After scoring a major but partial victory in the yearslong fight to eliminate the crushing burden of student debt, progressive lawmakers and campaigners stressed the importance of a deeply interconnected goal as they work toward total debt cancellation: Making public colleges and universities tuition-free for all.
While President Joe Biden’s plan to wipe $10,000 off the student loan balances of most federal borrowers includes reforms that will make debt repayment more manageable going forward — as well as new rules aimed at cracking down on institutions that drown vulnerable students in debt — it will do little to alter an absurd and massively unjust system that allows colleges to drive up costs at will.
“Much like the medical system, higher education is badly in need of price regulation,” writes The American Prospect’s Ryan Cooper. “For decades now, the government has been shoveling subsidies into colleges and universities, and (with a few exceptions) they have responded by jacking their prices through the roof. Biden can’t do this by himself, of course, but it’s long since time for the government to start demanding a better deal for itself — and American students.”
During his 2016 presidential campaign, Sen. Bernie Sanders (I-Vt.) helped elevate and mainstream the solution of tuition-free public colleges and universities, which he frequently noted are a mainstay of several major countries and used to be commonplace in the United States.
But public college and university tuition and fees have surged in recent decades, making it necessary for students from lower-income families to take on often obscene levels of debt to pursue a higher education. The average federal student loan debt balance is $37,113 — and with private loan debt included, that figure jumps to nearly $41,000.
“The average public university student borrows $30,030 to attain a bachelor’s degree,” notes the Education Data Initiative.
Estimates of what it would cost the federal government to make public colleges and universities tuition-free — thus removing the primary reason for student loan debt — vary, with some analysts putting the cost at around $80 billion a year.
That sum, a mere fraction of the Pentagon’s yearly budget, is easily affordable. As economist David Deming has noted, “the federal government spent $91 billion on policies that subsidized college attendance” in 2016.
“That is more than the $79 billion in total tuition and fee revenue for public institutions,” Deming observed. “At least some of the $91 billion could be shifted into making public institutions tuition-free.”
“In short,” he added, “at least some — and perhaps all — of the cost of universal tuition-free public higher education could be defrayed by redeploying money that the government is already spending.”
Alternatively, Sanders and Rep. Pramila Jayapal (D-Wash.) have proposed financing a plan for tuition-free public colleges and universities by taxing Wall Street speculation.
“If the United States is going to effectively compete in the global economy, we need the best-educated workforce in the world, and that means making public colleges and universities tuition-free as many other major countries currently do — and that includes trade schools and minority-serving institutions as well,” Sanders said in a statement Wednesday.
“In the year 2022, in the wealthiest country on Earth,” the senator continued, “everyone in America who wants a higher education should be able to get that education without going into debt.”
Others echoed that message Wednesday. Rep. Ilhan Omar (D-Minn.) argued in the wake of Biden’s announcement of $10,000 in student debt cancellation for most borrowers that “student debt relief is just one component of a moral society.”
“We also need to make college tuition-free so debt is not accumulated moving forward and invest in universal early education,” said Omar.

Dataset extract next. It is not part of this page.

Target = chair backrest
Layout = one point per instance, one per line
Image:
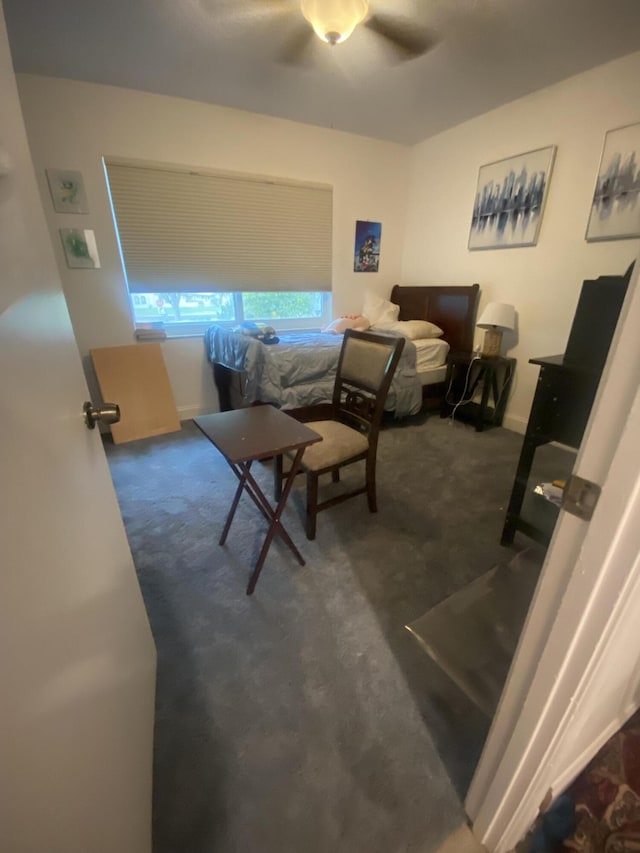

Consider, though, that in 2016 (the most recent year for which detailed expenditures are available), the federal government spent $91 billion on policies that subsidized college attendance. That is more than the $79 billion in total tuition and fee revenue for public institutions. At least some of the $91 billion could be shifted into making public institutions tuition-free.
During his presidential campaign, Biden endorsed making public colleges and universities tuition-free for students from families with annual incomes of less than $125,000.
But the president hasn’t pushed for that proposal during his first year and a half in the White House. Last year, an attempt to make community college free as part of the Build Back Better package collapsed amid opposition from right-wing Democrats.
According to the Education Department, the president’s newly announced plan will entail “steps to reduce the cost of college for students and their families and hold colleges accountable for raising costs, especially when failing to deliver good outcomes to students.”
“The department is announcing new steps to take action against colleges that have contributed to the student debt crisis,” the agency said in a statement Wednesday. “These include publishing an annual watch list of the programs with the worst debt levels in the country and requesting institutional improvement plans from colleges with the most concerning debt outcomes that outline how the college intends to bring down debt levels.”
While welcome, such changes are unlikely to result in large-scale reductions in tuition costs.
“We intend to keep fighting until all student debt is canceled and college is free,” tweeted Astra Taylor, a co-founder of the Debt Collective, the nation’s first debtors’ union and a driving force behind grassroots support for broad-based student debt cancellation.
“If Biden can cancel this much debt, he can cancel it all. And one day, a president will,” Taylor added. “And yes, we are coming for medical debt, rent, and carceral debt too.”